De Chinagangers kregen van Kunika wel honderd fotorolletjes mee. Bovendien was er voor alle 28 reizigers een rugzak van Samsonite en droegen de acht organiserende commissieleden een Swatch om de tijd goed in de gaten te houden.

Oude Elberink heeft als penningmeester dan ook geen enkele reden tot ontevredenheid: ,,Organisatorisch én financieel is alles prima gegaan. Onze begroting bedroeg 170 duizend gulden, inclusief het symposium over China dat we eind november in het Stadhuis zullen houden. Daarvan is 75 duizend sponsorgeld, de rest komt van fondsen en elke student moest 25 honderd gulden betalen.”

Zieken

De civielers hoeven geen onderzoek te doen voor het hen toegezegde sponsorgeld. Hun budget bedroeg 72 duizend gulden, waarvan 14 duizend kwam van bedrijven. De deelnemers moesten 1750 gulden betalen.

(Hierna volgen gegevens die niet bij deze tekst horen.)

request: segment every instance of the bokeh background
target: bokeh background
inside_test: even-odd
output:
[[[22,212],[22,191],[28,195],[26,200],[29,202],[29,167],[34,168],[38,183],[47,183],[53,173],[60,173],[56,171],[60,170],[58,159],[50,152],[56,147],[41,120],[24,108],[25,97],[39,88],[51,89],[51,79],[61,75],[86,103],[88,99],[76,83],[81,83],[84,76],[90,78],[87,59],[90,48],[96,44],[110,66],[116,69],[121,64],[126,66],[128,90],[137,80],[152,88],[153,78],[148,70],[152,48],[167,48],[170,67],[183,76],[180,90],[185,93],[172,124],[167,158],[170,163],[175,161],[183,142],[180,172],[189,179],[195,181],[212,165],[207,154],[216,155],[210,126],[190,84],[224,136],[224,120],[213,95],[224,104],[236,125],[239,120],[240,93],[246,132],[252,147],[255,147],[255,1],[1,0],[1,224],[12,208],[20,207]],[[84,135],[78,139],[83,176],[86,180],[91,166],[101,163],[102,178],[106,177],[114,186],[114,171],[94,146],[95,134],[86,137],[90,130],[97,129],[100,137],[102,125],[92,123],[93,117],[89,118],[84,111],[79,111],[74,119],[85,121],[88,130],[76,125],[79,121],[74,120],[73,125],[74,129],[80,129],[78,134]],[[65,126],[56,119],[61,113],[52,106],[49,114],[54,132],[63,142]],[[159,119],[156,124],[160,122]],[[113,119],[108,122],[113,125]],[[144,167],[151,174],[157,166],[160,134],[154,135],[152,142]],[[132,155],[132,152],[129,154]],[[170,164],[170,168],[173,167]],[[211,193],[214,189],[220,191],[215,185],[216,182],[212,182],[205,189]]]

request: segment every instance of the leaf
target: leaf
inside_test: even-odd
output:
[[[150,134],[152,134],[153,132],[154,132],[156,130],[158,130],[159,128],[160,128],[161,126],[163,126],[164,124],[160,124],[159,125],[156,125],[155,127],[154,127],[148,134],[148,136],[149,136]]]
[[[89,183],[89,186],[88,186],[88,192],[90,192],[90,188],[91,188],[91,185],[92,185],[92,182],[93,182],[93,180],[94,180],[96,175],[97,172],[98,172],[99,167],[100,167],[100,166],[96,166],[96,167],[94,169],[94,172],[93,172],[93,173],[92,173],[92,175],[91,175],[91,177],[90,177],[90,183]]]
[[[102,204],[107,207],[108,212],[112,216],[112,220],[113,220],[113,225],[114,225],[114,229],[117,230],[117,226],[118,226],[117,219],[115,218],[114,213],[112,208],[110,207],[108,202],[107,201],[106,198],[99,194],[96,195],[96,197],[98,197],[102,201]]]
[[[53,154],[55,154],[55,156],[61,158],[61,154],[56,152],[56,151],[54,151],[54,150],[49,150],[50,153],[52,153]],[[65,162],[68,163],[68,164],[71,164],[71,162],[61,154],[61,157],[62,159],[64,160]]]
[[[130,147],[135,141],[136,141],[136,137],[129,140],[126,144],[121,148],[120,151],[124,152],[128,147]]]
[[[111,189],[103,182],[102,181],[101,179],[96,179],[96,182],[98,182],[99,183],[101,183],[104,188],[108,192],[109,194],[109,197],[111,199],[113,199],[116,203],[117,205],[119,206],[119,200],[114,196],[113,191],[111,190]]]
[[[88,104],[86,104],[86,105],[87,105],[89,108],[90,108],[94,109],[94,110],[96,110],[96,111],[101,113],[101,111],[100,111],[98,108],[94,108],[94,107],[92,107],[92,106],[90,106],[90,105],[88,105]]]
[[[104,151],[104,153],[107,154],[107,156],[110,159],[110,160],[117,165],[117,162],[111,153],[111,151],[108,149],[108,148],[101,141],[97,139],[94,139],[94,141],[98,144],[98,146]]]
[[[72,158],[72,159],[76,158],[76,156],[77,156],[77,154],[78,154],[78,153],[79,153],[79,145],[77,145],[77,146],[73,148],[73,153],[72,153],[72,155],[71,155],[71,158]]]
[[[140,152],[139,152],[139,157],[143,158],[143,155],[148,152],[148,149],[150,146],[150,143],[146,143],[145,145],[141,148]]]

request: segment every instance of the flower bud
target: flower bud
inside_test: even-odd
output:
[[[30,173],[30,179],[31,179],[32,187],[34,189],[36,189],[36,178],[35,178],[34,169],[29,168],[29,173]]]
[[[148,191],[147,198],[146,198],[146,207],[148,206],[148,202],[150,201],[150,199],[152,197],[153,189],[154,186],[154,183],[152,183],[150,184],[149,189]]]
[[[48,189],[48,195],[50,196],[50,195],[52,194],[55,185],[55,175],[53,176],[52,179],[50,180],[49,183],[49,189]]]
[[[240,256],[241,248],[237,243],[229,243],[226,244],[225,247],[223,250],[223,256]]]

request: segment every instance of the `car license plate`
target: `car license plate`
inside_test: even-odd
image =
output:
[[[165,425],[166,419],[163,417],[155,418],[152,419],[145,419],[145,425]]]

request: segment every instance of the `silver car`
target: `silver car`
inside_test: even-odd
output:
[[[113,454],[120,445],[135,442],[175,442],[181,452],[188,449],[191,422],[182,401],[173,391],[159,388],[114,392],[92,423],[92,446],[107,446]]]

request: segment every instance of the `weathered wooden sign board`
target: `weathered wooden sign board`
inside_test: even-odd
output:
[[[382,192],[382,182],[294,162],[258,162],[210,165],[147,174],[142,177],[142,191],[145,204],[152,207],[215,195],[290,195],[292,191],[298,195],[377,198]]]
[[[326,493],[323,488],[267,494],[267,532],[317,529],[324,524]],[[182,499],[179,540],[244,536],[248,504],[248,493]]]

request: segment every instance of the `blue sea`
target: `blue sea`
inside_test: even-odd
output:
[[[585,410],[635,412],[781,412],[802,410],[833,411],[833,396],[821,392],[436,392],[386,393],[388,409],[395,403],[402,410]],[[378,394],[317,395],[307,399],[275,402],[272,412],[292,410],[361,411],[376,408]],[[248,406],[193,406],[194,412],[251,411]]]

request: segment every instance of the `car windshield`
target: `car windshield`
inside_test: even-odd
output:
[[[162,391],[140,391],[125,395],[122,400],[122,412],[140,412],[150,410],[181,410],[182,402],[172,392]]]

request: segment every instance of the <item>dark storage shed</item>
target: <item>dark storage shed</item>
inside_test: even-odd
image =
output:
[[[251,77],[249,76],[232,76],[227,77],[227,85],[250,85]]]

Een tegenvaller voor de India-organisatie vormde behalve het grote aantal zieken het verkeer. Jaarsma: ,,In India is geen snelweg, er is gewoon één weg en daar moet alles overheen. Onze bus deed er veel langer over dan verwacht. Sommige excursies hebben we laten schieten, omdat we het gewoon niet haalden met de tijd.” Dat de busreizen wel voor spanning konden zorgen blijkt uit de reis van Delhi naar Agra: het ‘ziekentransport’ moest een verbrijzelde voorruit, een moesson-onweersbui en een klapband verwerken, maar bereikte Agra toch nog heelhuids, zodat iedereen de volgende dag met een vrolijk gezicht voor de Taj Mahal kon poseren.

De mooie gebouwen die de architectuurfanaten aandeden, werden gewaardeerd met punten. Albada en Van de Water kunnen het echter onderling al niet meer eens worden welke het hoogst op de lijst stonden. Het meeste afschuwlijke complex weten ze nog wel: de nieuwe bibliotheek in Parijs werd door vele deelnemers genomineerd voor een bombardement.

Foto’s van indrukwekkende gebouwen zullen gedurende de studie nog weleens uit de kast getrokken worden om inspiratie uit op te doen, als het met het ontwerpen niet zo wil lukken.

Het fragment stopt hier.